Jeevanth Peiris, a Catholic priest who is part of the activist group, worried that only a few thousand people would turn up the next day because of the restrictions. Fuel shortages had curtailed transport options for weeks.

"We honestly expected only 10,000 with all these restrictions, all this intimidation," he told Reuters, dressed in a white cassock. "We thought 5,000 to 10,000."

'People didn't want to give up'

Early on July 9, marketing professional Amaratunge said he started off on foot from Moratuwa with around 2,000 fellow protesters, about the size of group he had expected after a week of sharing posts on Facebook and WhatsApp.

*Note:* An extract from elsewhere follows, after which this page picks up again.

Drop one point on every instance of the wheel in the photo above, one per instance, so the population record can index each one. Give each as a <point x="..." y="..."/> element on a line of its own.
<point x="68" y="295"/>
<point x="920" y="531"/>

It was only when he left his hometown that Amaratunge said he realised how many people wanted to go to Colombo. Many had been angered by the curfew, which the police withdrew early on Saturday.

In multiple Facebook livestreams posted by Amaratunge on Saturday, several hundred people can be seen strolling down the main road to Colombo, some holding the national flag.

By Amaratunge's estimate, tens of thousands eventually joined the march he was on, and reached Colombo's fort area. According to a police official who spoke on condition of anonymity, the crowd there swelled to at least 200,000 people.

Members of the Aragalaya core group said several times that number took part, as wave upon wave of people arrived in Colombo and marched towards the main protest site.

Organisers had roughly calculated that it would take around 10,000 people to overpower personnel guarding each of the four entry points to the president's house, Dedduwage said.

In the early afternoon, after dismantling police barricades and commandeering water cannon, protesters took apart the tall gates guarding the president's house and overwhelmed a large deployment of security forces.

By night, Rajapaksa and Wickremesinghe's official residences were occupied by protesters, who uprooted fences outside the presidential secretariat and took over a part of it. Wickremesinghe's personal residence was attacked and a section of it set alight.

Within hours, the leaders were ready to go.

"There were so many elderly, teenagers, youth, women," recalled Peiris, the priest, who said he was part of clashes with police.

"People didn't want to give up, didn't want to withdraw."